Judge Tatel concluded that Kaspersky’s complaint failed to plausibly allege that section 1634 was a bill of attainder, and affirmed the District Court’s dismissal of Kaspersky’s section 1634 case. With respect to Kaspersky’s Directive case, he concluded that Kaspersky had “a serious standing problem” – in part because “invalidation of the Directive alone would do nothing to help Kaspersky’s plight as long as section 1634 remains good law” (p. 31) – and affirmed the District Court’s dismissal for lack of subject matter jurisdiction.
Note: Kaspersky should be of interest to more than constitutional law scholars, at least because it demonstrates that the executive, legislative, and judicial branches are capable of playing complementary roles, within the bounds of their respective powers, in addressing potential cyber threats to government operations.

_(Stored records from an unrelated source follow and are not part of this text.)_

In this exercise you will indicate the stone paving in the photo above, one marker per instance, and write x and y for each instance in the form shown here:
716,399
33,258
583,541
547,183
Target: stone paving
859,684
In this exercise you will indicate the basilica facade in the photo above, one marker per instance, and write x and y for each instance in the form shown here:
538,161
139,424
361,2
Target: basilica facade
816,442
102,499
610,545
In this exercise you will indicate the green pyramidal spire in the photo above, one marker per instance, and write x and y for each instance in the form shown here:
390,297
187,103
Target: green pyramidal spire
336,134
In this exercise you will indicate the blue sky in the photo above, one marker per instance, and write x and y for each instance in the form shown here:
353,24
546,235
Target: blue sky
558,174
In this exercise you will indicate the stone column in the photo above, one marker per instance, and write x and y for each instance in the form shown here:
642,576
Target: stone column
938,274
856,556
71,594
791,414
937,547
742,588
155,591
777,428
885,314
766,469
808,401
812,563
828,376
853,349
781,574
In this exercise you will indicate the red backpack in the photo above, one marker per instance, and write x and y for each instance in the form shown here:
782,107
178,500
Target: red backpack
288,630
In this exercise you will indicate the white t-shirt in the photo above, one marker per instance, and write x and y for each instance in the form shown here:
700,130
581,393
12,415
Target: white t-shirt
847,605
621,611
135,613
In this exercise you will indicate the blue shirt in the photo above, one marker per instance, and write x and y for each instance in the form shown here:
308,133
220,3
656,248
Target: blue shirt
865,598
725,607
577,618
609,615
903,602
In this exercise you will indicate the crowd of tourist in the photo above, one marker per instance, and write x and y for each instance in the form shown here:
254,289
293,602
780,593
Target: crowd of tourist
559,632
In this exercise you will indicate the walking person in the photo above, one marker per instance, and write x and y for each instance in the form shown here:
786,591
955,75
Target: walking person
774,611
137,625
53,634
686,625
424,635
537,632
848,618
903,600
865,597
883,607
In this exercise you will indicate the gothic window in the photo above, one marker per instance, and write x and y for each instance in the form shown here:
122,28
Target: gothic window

The nonpunitive interest that Judge Tatel identified, the security of the federal government’s information systems, must be of paramount concern to the government when a software vendor has putative connections to foreign governments known to engage in economic espionage or intelligence-gathering through digital means. When such potential threats are identified – as with Kaspersky in the case of Russia, or Huawei Technologies in the case of China – executive branch officials and legislators need to have the flexibility to craft reasonable and proportional responses to those threats rather than, as Judge Tatel put it, “wait[ing] patiently for those threats to cause empirically provable consequences” (p. 17). For its part, as Judge Tatel’s opinion demonstrates, the judiciary is entirely capable of conducting a searching analysis of the factual and policy grounds of those responses without overstepping the limits of its own authority.